NOTE: Defining multiple filters for a single process using the ProcessCount plugin results in a dedicated metric per filter. As the default service_wrong behaviour is raising an alarm per process, it will be triggered if any of the defined metrics for a given process reports value below 1. In case you prefer having a dedicated alarm for each process filter, you should also set the type_instance variable to match your filter name while creating the service_wrong alarms.

In case you want to have different bounds for the alarm just skip using the wrapper and use it instead as inspiration for you own alarm.

Actuators

Actuator is a concept coming from the old Lemon world, it refers to a command linked to an alarm that will be executed in case the alarm is triggered.
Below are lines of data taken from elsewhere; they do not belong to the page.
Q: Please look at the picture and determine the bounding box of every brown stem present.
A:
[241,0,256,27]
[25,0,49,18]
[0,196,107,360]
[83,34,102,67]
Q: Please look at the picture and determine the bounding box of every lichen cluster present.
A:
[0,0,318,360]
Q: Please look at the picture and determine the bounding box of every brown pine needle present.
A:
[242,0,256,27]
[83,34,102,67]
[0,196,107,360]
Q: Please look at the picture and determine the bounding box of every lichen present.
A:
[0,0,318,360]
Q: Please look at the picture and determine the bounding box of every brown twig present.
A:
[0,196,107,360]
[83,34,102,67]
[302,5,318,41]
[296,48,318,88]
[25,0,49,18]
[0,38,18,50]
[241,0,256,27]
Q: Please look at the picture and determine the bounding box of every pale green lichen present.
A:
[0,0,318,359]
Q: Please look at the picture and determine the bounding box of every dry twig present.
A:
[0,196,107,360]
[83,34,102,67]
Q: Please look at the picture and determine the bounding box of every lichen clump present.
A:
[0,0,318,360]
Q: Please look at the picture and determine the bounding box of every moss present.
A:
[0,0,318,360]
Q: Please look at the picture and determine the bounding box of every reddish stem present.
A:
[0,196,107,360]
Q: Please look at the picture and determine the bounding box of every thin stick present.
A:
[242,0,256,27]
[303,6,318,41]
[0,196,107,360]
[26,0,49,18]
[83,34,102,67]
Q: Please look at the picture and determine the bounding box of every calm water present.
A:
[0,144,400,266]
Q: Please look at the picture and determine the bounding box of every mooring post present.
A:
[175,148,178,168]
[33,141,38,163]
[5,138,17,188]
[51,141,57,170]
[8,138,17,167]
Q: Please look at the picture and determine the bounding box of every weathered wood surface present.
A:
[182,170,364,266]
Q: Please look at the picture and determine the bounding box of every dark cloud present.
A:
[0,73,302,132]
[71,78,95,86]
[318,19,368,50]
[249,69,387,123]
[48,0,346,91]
Usually trying to fix the issue. e.g: restart a process

In the case of Collectd this concept have been ported as a plugin, allowing Collectd to run a command when a specific alarm is received.

Note: For the time being Collectd needs to be in permissive mode under selinux to run actuators, so some extra user configuration is needed.

cerncollectd::alarms::config::allow_actuator: true

Once that is allowed you can specify the $actuator parameter in your alarms which will add the configuration to the alarm configuration file (similar to custom_targets).

Custom workflow

In some cases, it will be interesting for service managers to define a "workflow" for the alarm, what this configuration allows to be done is to select which Collectd plugins will run when receiving the notification.

Currently there are two possible Collectd plugins that the workflow can target:

"alarm": stands for the alarm handler plugin that will generate a GNI notification
"actuator": stands for the alarm actuator plugin that will run an specific actuator

Wokrflow configuration can be defined per Collectd notification severity: "OK", "WARNING" or "CRITICAL".

One example to override it for a specific alarm will be as follows, where the "ok", won't trigger anything, the "warning" for the alarm will trigger the run of the actuator and only if the alarm becomes "critical" it will generate a notification:

cerncollectd_contrib::alarm::swap_full::custom_workflow:
  ok: []
  warning: ['actuator']
  failure: ['alarm']

In order to preserve the default behaviour of the Collectd flow (i.e: without the workflow overriden) this is how the "workflow" parameter is used:

In case workflow is not defined at all, fallback to the regular behaviour
- alarm handler will send the notification independently of the severity for the notification
- alarm actuator will only be triggered by "FAILURE" notifications
If workflow is defined but the severity is not explicitly overriden fallback to the regular behaviour for that specific severity
If workflow is defined and severity is overriden, execute the targets defined

Note: Order of defined actions don't have any impact on the flow (i.e: setting ['actuator', 'alarm']) doesn't mean the actuator will run first and only then the alarm will be generated, as Collectd runs the plugins in parallel.

Checking alarm status

You can check the current status for the Collectd metrics in the host running the "collectdctl" tool as explained in this section.